Dziwne słowa Terleckiego. Tak w PiS widzą rzeczywistość?

10 miesięcy temu
[Counter-Box id="1"]

Na łamach „Dziennika Polskiego” Ryszard Terlecki pokazał, jak w PiS widzą rzeczywistość. Z jego słów widać wyraźnie, iż na Nowogrodzkiej mają spory problem ze zrozumieniem tego, co faktycznie się w Polsce stało 15 października.

– Opozycyjna większość sejmowa jest krucha i choćby gdy zdoła podzielić się korzyściami władzy oraz dogadać na poziomie lidera i jego przybocznych, to niedługo zacznie kruszyć się od partyjnych dołów – przekonuje (sam siebie) Terlecki.

Najwyraźniej Terlecki (i jego koledzy z Nowogrodzkiej) do dziś nie zrozumieli, co było stawką tych wyborów. I uważają, iż w istocie je wygrali, a jednolity front dzisiejszej opozycji jest „kruchy”.

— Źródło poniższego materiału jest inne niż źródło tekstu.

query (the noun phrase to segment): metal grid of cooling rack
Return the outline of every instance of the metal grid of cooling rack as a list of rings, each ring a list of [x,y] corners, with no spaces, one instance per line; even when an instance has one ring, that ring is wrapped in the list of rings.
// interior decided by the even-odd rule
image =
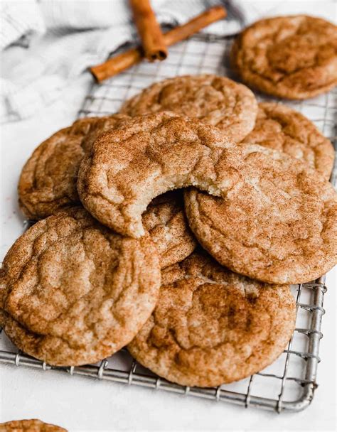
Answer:
[[[228,60],[231,43],[230,38],[201,34],[171,48],[165,62],[152,64],[143,62],[100,85],[94,84],[79,116],[100,116],[115,112],[124,100],[152,82],[166,77],[198,73],[230,77]],[[331,92],[308,101],[287,102],[311,119],[326,136],[331,138],[335,148],[336,96],[337,93]],[[257,97],[260,100],[267,99],[262,95]],[[300,411],[310,404],[317,387],[319,343],[323,336],[321,323],[326,291],[323,276],[314,282],[291,287],[296,301],[296,329],[281,356],[260,373],[218,388],[190,388],[168,382],[143,368],[126,350],[95,365],[50,367],[18,352],[4,333],[0,338],[0,362],[44,371],[57,369],[70,375],[82,375],[279,413]]]

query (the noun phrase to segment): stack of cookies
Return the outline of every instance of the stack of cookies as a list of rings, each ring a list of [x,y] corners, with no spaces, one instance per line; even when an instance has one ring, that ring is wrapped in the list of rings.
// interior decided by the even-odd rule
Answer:
[[[272,31],[301,46],[316,18],[294,19],[296,31],[272,18],[243,32],[232,51],[238,72],[265,67],[266,46],[281,43]],[[322,91],[337,80],[333,64],[320,64]],[[286,75],[273,87],[264,68],[261,82],[289,97]],[[302,84],[294,97],[316,94]],[[261,370],[294,328],[289,284],[336,262],[333,156],[303,115],[257,104],[248,87],[215,75],[166,80],[118,114],[77,120],[22,170],[20,205],[38,222],[4,261],[1,325],[54,365],[96,362],[127,345],[183,385]]]

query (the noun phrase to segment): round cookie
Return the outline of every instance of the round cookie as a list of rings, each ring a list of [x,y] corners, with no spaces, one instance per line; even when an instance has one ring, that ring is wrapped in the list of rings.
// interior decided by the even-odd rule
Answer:
[[[141,220],[156,246],[161,269],[182,261],[196,249],[180,192],[167,192],[152,200]]]
[[[159,195],[190,185],[225,194],[240,148],[198,120],[171,112],[135,117],[95,142],[81,163],[77,191],[102,223],[139,237],[141,214]]]
[[[231,270],[270,284],[316,279],[337,261],[337,195],[306,164],[260,146],[240,146],[223,198],[184,195],[192,231]]]
[[[79,202],[76,180],[80,161],[95,139],[127,116],[77,120],[43,141],[22,169],[18,185],[19,205],[37,220]]]
[[[198,119],[240,142],[254,127],[257,102],[250,89],[225,77],[186,75],[152,85],[127,101],[121,112],[134,117],[159,111]]]
[[[307,99],[337,84],[337,27],[306,15],[260,20],[244,30],[231,64],[256,89],[287,99]]]
[[[333,146],[309,119],[286,105],[260,103],[255,127],[242,143],[284,151],[306,162],[327,180],[331,175]]]
[[[122,237],[69,207],[38,222],[7,253],[0,325],[19,349],[50,364],[95,363],[138,333],[160,281],[148,235]]]
[[[156,308],[128,350],[168,381],[215,387],[272,363],[290,339],[295,310],[288,286],[249,279],[195,253],[162,271]]]
[[[41,420],[13,420],[0,423],[0,432],[67,432],[66,429]]]

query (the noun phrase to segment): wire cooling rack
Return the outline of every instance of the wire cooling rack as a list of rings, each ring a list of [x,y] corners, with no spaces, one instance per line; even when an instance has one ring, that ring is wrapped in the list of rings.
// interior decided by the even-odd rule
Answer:
[[[228,68],[230,38],[200,34],[170,48],[168,59],[160,63],[141,64],[100,85],[93,84],[79,117],[101,116],[118,111],[121,104],[154,82],[186,74],[215,73],[231,77]],[[287,102],[287,104],[311,119],[334,143],[336,92],[315,99]],[[267,98],[257,95],[260,100]],[[272,100],[272,98],[268,98]],[[336,173],[335,173],[336,174]],[[335,177],[333,175],[333,179]],[[296,329],[287,350],[260,373],[218,388],[186,387],[168,382],[135,362],[122,350],[100,364],[82,367],[54,367],[26,355],[2,333],[0,362],[27,366],[44,371],[58,369],[70,375],[82,375],[105,381],[165,390],[188,396],[225,401],[245,407],[255,406],[277,412],[304,409],[311,401],[317,387],[321,323],[326,288],[323,276],[314,282],[291,287],[296,301]]]

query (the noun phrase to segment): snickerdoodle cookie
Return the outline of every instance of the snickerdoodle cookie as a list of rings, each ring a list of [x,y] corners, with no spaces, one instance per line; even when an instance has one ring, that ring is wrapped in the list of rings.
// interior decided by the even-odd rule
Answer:
[[[282,104],[262,102],[255,127],[242,141],[284,151],[329,179],[335,151],[331,141],[301,113]]]
[[[18,348],[50,364],[95,362],[129,343],[158,298],[158,252],[122,237],[82,207],[38,222],[7,253],[0,325]]]
[[[240,146],[225,196],[191,188],[190,227],[231,270],[271,284],[314,280],[337,261],[337,195],[315,170],[284,153]]]
[[[126,118],[114,114],[81,119],[40,144],[18,182],[19,204],[26,216],[42,219],[78,202],[76,180],[82,158],[97,136]]]
[[[128,349],[169,381],[215,387],[272,363],[294,323],[288,286],[249,279],[194,253],[162,271],[156,308]]]
[[[127,101],[121,112],[134,117],[159,111],[198,119],[239,142],[254,127],[257,103],[250,89],[225,77],[186,75],[152,85]]]
[[[94,143],[81,163],[77,191],[102,223],[139,237],[141,214],[159,195],[190,185],[225,193],[240,148],[196,119],[171,112],[135,117]]]
[[[306,15],[260,20],[235,40],[231,63],[242,80],[287,99],[307,99],[337,84],[337,27]]]
[[[156,246],[162,269],[182,261],[196,249],[180,191],[166,192],[152,200],[141,219]]]
[[[67,430],[34,418],[1,423],[0,432],[67,432]]]

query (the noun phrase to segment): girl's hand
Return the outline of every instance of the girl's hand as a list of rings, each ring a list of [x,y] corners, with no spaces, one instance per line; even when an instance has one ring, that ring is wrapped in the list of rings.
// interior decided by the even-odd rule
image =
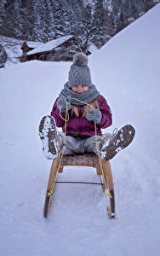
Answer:
[[[61,110],[61,112],[66,111],[66,103],[67,103],[67,109],[71,109],[71,103],[69,102],[69,98],[66,98],[65,96],[60,96],[57,101],[57,108],[59,110]]]
[[[95,122],[99,124],[101,121],[101,112],[99,109],[89,109],[89,113],[87,114],[87,119],[89,121]]]

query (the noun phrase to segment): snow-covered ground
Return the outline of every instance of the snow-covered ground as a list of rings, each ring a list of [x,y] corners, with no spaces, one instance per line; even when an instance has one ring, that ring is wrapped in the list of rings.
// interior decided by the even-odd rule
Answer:
[[[113,113],[104,131],[131,123],[132,145],[111,161],[117,219],[94,185],[57,184],[43,218],[51,161],[40,119],[70,64],[31,61],[0,70],[0,255],[157,256],[160,237],[160,4],[89,57],[93,82]],[[99,181],[95,170],[66,167],[60,180]]]

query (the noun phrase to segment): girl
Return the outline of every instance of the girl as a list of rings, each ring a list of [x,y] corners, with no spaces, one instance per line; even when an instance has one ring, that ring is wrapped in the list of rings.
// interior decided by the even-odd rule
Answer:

Tymczasem wybory dotyczyły nie prostej zmiany władzy, jak w państwach demokratycznych. Ich fundamentalnym znaczeniem była niezgoda na budowę państwa autorytarnego. Co było (i prawdopodobnie dalej jest) celem Kaczyńskiego. Dlatego właśnie dopóki Kaczyński będzie stał dalej na czele Zjednoczonej Prawicy, dopóty demokratyczna opozycja będzie działać razem.